For Dave Weinreb, the magnet resource teacher at Elm City Montessori School, a member of the New Haven Federation of Teachers, and New Haven resident, Yale could simply “pay their fair share directly to schools” and let them meet their students’ needs. “There is meaningful exposure that comes from the Ivory Tower,” he says, but he “wholeheartedly trust[s] teachers” to best determine what students need.
“The least creative solution is actually the one that would be most effective,” he says.

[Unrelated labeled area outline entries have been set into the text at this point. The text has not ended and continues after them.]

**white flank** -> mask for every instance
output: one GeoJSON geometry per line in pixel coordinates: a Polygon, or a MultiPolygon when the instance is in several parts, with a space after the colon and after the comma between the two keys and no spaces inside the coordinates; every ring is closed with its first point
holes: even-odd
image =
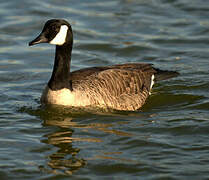
{"type": "Polygon", "coordinates": [[[43,91],[41,102],[46,104],[80,107],[90,105],[89,99],[85,96],[85,94],[83,94],[83,92],[74,92],[66,88],[53,91],[48,86],[43,91]]]}
{"type": "Polygon", "coordinates": [[[155,76],[154,76],[154,74],[153,74],[153,75],[151,76],[151,83],[150,83],[150,92],[149,92],[149,95],[151,95],[152,86],[153,86],[154,83],[155,83],[154,79],[155,79],[155,76]]]}
{"type": "Polygon", "coordinates": [[[63,45],[65,43],[67,31],[68,31],[68,27],[66,25],[62,25],[60,27],[60,31],[57,33],[55,38],[52,39],[49,43],[55,45],[63,45]]]}

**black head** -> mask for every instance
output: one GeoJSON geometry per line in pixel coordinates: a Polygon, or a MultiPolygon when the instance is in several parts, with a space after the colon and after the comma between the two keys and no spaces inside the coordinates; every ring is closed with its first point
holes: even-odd
{"type": "Polygon", "coordinates": [[[73,43],[73,33],[70,24],[63,19],[48,20],[41,34],[33,41],[29,42],[29,46],[49,43],[58,46],[73,43]]]}

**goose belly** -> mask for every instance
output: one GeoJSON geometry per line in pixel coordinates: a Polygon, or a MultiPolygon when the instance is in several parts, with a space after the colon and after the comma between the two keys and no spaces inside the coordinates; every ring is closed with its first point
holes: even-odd
{"type": "Polygon", "coordinates": [[[81,91],[70,91],[67,88],[53,91],[48,86],[41,96],[41,103],[64,106],[89,106],[90,100],[81,91]]]}

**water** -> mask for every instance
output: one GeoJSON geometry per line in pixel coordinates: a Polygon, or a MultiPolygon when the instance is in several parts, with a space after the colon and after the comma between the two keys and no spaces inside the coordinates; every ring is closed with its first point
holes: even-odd
{"type": "Polygon", "coordinates": [[[209,179],[209,2],[0,4],[0,179],[209,179]],[[73,27],[72,70],[153,63],[181,75],[138,112],[42,107],[54,47],[28,47],[51,18],[73,27]]]}

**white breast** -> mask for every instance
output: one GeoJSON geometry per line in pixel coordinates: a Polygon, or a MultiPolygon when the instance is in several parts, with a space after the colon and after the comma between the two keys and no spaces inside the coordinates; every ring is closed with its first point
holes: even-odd
{"type": "Polygon", "coordinates": [[[41,102],[64,106],[89,106],[90,100],[81,91],[70,91],[67,88],[53,91],[48,86],[42,93],[41,102]]]}

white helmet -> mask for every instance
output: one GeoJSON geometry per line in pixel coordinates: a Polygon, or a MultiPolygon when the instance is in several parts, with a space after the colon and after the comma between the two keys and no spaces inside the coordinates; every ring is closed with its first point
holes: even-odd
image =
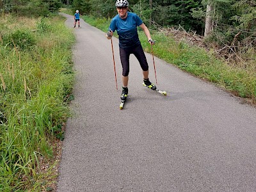
{"type": "Polygon", "coordinates": [[[128,6],[129,3],[127,0],[117,0],[116,6],[128,6]]]}

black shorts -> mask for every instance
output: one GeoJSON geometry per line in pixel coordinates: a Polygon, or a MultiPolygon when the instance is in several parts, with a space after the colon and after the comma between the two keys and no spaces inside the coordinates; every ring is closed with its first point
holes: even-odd
{"type": "Polygon", "coordinates": [[[129,72],[130,54],[133,54],[139,61],[140,67],[143,71],[148,70],[148,65],[141,45],[138,45],[131,48],[119,48],[121,63],[123,67],[123,76],[128,76],[129,72]]]}

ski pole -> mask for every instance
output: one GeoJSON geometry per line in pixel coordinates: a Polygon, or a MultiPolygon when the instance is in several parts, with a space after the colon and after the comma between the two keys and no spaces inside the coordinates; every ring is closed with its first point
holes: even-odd
{"type": "MultiPolygon", "coordinates": [[[[150,42],[154,42],[153,40],[150,40],[150,42]]],[[[155,77],[156,77],[156,83],[157,84],[157,79],[156,79],[156,65],[155,65],[155,60],[154,59],[154,52],[153,52],[153,47],[152,44],[151,44],[151,52],[153,58],[153,63],[154,63],[154,69],[155,70],[155,77]]]]}
{"type": "Polygon", "coordinates": [[[114,49],[113,48],[113,41],[112,41],[112,38],[111,38],[111,40],[112,54],[113,54],[113,61],[114,62],[115,78],[115,79],[116,79],[116,90],[118,90],[118,89],[117,88],[116,64],[115,64],[115,63],[114,49]]]}

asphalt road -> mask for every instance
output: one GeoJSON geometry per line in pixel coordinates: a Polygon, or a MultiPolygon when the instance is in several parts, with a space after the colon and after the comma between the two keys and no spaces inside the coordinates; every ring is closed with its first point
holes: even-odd
{"type": "MultiPolygon", "coordinates": [[[[73,26],[73,16],[66,24],[73,26]]],[[[83,20],[74,29],[76,81],[58,191],[256,191],[256,109],[155,57],[157,88],[130,59],[119,109],[121,64],[111,41],[83,20]]],[[[152,56],[146,54],[156,83],[152,56]]]]}

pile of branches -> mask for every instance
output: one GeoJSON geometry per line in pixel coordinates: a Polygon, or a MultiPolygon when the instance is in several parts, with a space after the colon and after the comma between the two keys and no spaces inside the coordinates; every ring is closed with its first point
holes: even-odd
{"type": "MultiPolygon", "coordinates": [[[[213,48],[215,55],[224,59],[229,63],[239,65],[240,67],[246,68],[249,66],[255,68],[256,71],[256,31],[244,38],[239,38],[242,33],[237,33],[230,45],[221,42],[205,43],[204,36],[197,35],[196,31],[186,31],[180,25],[177,29],[175,28],[163,28],[154,22],[151,23],[160,33],[166,36],[172,36],[177,42],[184,42],[189,45],[197,45],[209,50],[213,48]],[[253,67],[254,66],[254,67],[253,67]]],[[[216,36],[216,35],[214,34],[216,36]]],[[[221,39],[221,38],[218,38],[221,39]]]]}

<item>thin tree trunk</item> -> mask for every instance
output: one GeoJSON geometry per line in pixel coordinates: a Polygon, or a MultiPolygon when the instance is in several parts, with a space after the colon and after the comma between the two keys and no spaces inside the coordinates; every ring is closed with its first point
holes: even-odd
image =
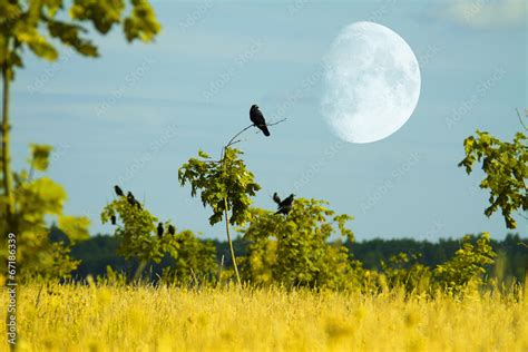
{"type": "Polygon", "coordinates": [[[6,216],[7,216],[7,231],[12,232],[13,221],[13,208],[14,201],[12,195],[12,175],[11,175],[11,156],[9,148],[9,131],[11,126],[9,125],[9,86],[10,86],[10,69],[8,63],[2,65],[2,183],[3,183],[3,195],[7,198],[6,202],[6,216]]]}
{"type": "Polygon", "coordinates": [[[145,260],[141,260],[139,262],[139,265],[137,266],[136,272],[134,273],[134,282],[137,282],[139,278],[141,278],[143,271],[145,270],[147,264],[148,263],[145,260]]]}
{"type": "Polygon", "coordinates": [[[242,286],[241,276],[238,275],[238,266],[236,265],[235,251],[233,250],[233,241],[231,239],[229,232],[229,211],[227,209],[227,198],[224,198],[224,214],[225,214],[225,232],[227,233],[227,242],[229,243],[231,260],[233,261],[233,267],[235,268],[236,283],[242,286]]]}

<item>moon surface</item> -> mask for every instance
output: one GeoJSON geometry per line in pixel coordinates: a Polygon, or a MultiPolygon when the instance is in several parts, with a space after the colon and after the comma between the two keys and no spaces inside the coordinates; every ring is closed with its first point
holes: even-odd
{"type": "Polygon", "coordinates": [[[411,117],[420,86],[418,60],[405,40],[384,26],[355,22],[324,59],[322,114],[341,139],[377,141],[411,117]]]}

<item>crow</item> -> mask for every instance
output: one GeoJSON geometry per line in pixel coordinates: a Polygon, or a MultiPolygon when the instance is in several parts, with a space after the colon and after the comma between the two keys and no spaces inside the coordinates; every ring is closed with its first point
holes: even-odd
{"type": "Polygon", "coordinates": [[[163,223],[159,223],[158,224],[158,237],[162,238],[163,237],[163,223]]]}
{"type": "Polygon", "coordinates": [[[293,207],[294,196],[295,196],[294,194],[291,194],[289,197],[281,201],[281,197],[278,197],[277,193],[275,192],[273,194],[273,201],[277,204],[277,209],[278,209],[275,214],[283,214],[283,215],[290,214],[290,211],[292,211],[292,207],[293,207]]]}
{"type": "Polygon", "coordinates": [[[266,126],[266,120],[264,119],[264,115],[262,115],[261,110],[258,110],[258,106],[252,105],[250,109],[250,119],[260,130],[264,133],[264,136],[270,137],[270,130],[266,126]]]}
{"type": "Polygon", "coordinates": [[[117,194],[118,197],[124,196],[123,189],[121,189],[121,187],[119,187],[118,185],[115,185],[115,186],[114,186],[114,190],[116,192],[116,194],[117,194]]]}
{"type": "Polygon", "coordinates": [[[127,201],[128,201],[128,204],[130,204],[131,206],[136,205],[136,198],[134,198],[134,195],[131,194],[130,190],[128,190],[127,201]]]}

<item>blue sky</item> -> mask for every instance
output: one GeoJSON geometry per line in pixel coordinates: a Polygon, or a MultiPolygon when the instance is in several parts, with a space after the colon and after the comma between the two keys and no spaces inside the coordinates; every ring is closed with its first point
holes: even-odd
{"type": "MultiPolygon", "coordinates": [[[[500,214],[482,212],[480,173],[458,162],[477,128],[510,139],[527,102],[527,9],[505,1],[179,2],[154,1],[162,35],[128,45],[119,30],[96,36],[101,58],[62,51],[58,63],[27,56],[12,94],[13,163],[28,144],[53,145],[50,176],[66,211],[99,214],[113,185],[131,189],[179,229],[224,238],[208,209],[177,182],[198,148],[218,155],[247,126],[258,104],[272,137],[250,133],[239,147],[274,208],[273,192],[326,199],[353,215],[358,238],[437,239],[466,233],[505,236],[500,214]],[[373,144],[341,143],[321,116],[320,62],[340,30],[373,21],[398,32],[421,70],[420,100],[409,121],[373,144]]],[[[526,235],[526,223],[519,232],[526,235]]]]}

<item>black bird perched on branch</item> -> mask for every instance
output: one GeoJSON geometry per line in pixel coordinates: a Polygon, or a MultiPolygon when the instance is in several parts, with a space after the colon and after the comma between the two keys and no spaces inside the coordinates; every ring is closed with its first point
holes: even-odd
{"type": "Polygon", "coordinates": [[[266,126],[266,120],[264,119],[264,115],[262,115],[258,106],[252,105],[250,109],[250,119],[251,121],[264,134],[264,136],[270,137],[270,130],[266,126]]]}
{"type": "Polygon", "coordinates": [[[159,224],[158,224],[158,237],[159,237],[159,238],[163,237],[163,233],[164,233],[164,231],[163,231],[163,224],[159,223],[159,224]]]}
{"type": "Polygon", "coordinates": [[[284,215],[290,214],[290,211],[293,207],[294,196],[295,196],[294,194],[291,194],[290,196],[281,201],[281,197],[278,197],[277,193],[275,192],[273,194],[273,201],[275,201],[275,203],[277,204],[277,209],[278,209],[275,214],[284,214],[284,215]]]}
{"type": "Polygon", "coordinates": [[[125,194],[123,193],[121,187],[119,187],[118,185],[115,185],[115,186],[114,186],[114,190],[116,192],[116,194],[117,194],[118,197],[121,197],[121,196],[125,195],[125,194]]]}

For Weires, Pathways just needs more staff. Right now, Crouse is the only full-time Pathways to Science staff member. The program needs people to come to parent-teacher nights; it needs people to run focus groups; it needs to “find out what [parents] need in order to get their kid to go to Pathways.” This project, by nature, requires listening to and accommodating hundreds of individual circumstances.
Weires tells me about her three students who stayed with the program throughout high school. Pathways convinced one to become a biology major. Another came back during her college years and worked for the Peabody Museum. The third went to Yale on a full scholarship.
“There’s always always kids who’ve had good experiences,” she said. “There’s always kids who are like, Oh, I learned this really cool thing where I looked through the giant telescope or like, you know, all that stuff.”
All that stuff. There is an unavoidable sense of possibility in that sentiment. When used correctly, maybe all that stuff changes a life. Maybe it imposes an obligation. Or it’s just tucked away. Invisible. I can’t help but wonder who is looking through that telescope.
– Chloe Budakian is a first-year in Silliman College.